Se volgiamo lo sguardo indietro di alcune centinaia di anni, scorgiamo un’umanità ancora connessa all'Universo in cui siamo inseriti. Se poi ci spingiamo fino alle più antiche civiltà, abbiamo la prova evidente della loro connessione con il Cosmo. Ma questo rapporto con le energie celesti oggi viene ridicolizzato ed ecco a che punto siamo arrivati: abbiamo paura di vivere, perché non comprendiamo la creazione. Se recuperassimo questo legame, ci renderemmo conto che nulla avviene per caso nel creato, tutto ciò che esiste è frutto del disegno operato da un’intelligenza suprema, noi compresi.

Se usciamo dai nostri ego limitati possiamo rendercene conto: c’è un senso in tutto quello che accade, non siamo vittime della vita. Siamo stati creati dall'amore divino. Nasciamo nel momento giusto per noi, quando le energie cosmiche rispecchiano il mandala energetico che noi stessi avevamo disegnato nelle incarnazioni precedenti e moriremo quando sarà il nostro momento di ritornare a Casa. Se davvero fossimo coscienti di questo vivremmo in modo completamente diverso.

Accetteremmo qualunque avvenimento con la certezza che se sto vivendo quella data esperienza è per il mio bene supremo, perché ho una lezione da imparare ma siccome non siamo studenti modello, l’Universo che ci ama incondizionatamente, è costretto a ricorrere a volte alle maniere forti per spronarci ad impararla. Qualunque attaccamento esagerato che ci condiziona la vita va lasciato andare, che sia al denaro, alle relazioni, al potere.

Perché? Perché fino a che siamo attaccati a qualcosa al punto da ritenere che non saremo mai felici senza, non siamo liberi. La libertà è il vero traguardo da raggiungere. Come pensate che si senta una persona che si è liberata dalla paura di morire, perché è consapevole del fatto che l’esperienza terrena è un’ottima scuola per la crescita del nostro Spirito ma non è TUTTO. Si sente libera e vive la vita appieno, al 100%, cosciente del fatto che questa incarnazione ha i giorni contati e non abbiamo il diritto di sprecarne nemmeno uno.

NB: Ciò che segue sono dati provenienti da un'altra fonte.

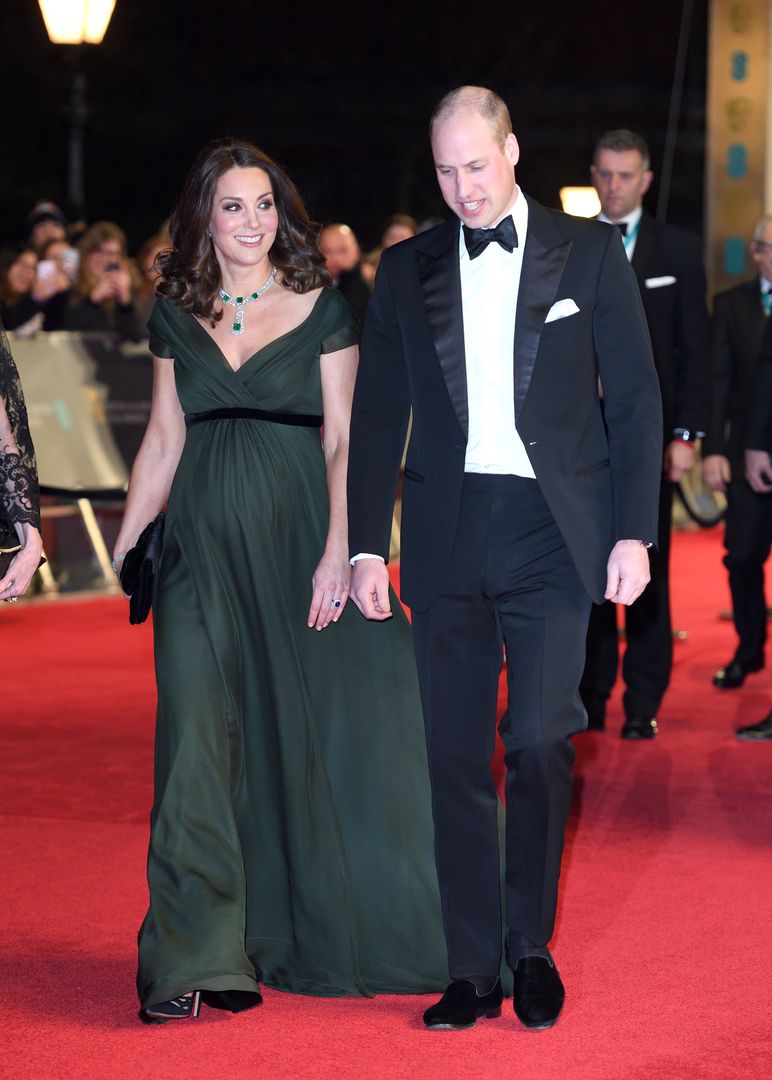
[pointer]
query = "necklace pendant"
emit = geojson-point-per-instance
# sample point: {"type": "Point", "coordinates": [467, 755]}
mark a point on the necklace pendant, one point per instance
{"type": "Point", "coordinates": [238, 326]}
{"type": "Point", "coordinates": [239, 301]}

Quello che sta accadendo mi spaventa, non per la possibilità della morte, perché quella è una certezza per tutti, ciò che temo è che stiamo andando incontro ad una vita vissuta nella costante paura che qualcuno possa “contagiarci”, nell'isolamento e allo stesso tempo nel pieno controllo da parte dei burattinai che stanno orchestrando tutto questo orribile teatro. Non sarebbe più Vita, diventeremmo degli zombie ambulanti. Personalmente preferisco vivere nella piena Fiducia che morirò quando sarà il mio momento, godendomi appieno ogni giorno, piuttosto che rinunciare alla vita soltanto per paura di perderla.

Una cosa è certa, quello che sta accadendo nel mondo è l’ultima possibilità che abbiamo per prendere piena coscienza e responsabilità della nostra vita su questo Pianeta, sia come individui che come genere umano. E’ un’occasione preziosa, non va sprecata. Siamo ad un bivio, è’ arrivato il momento di fare la nostra scelta: intraprendere la via della Paura o quella della Fiducia? Fate il vostro gioco.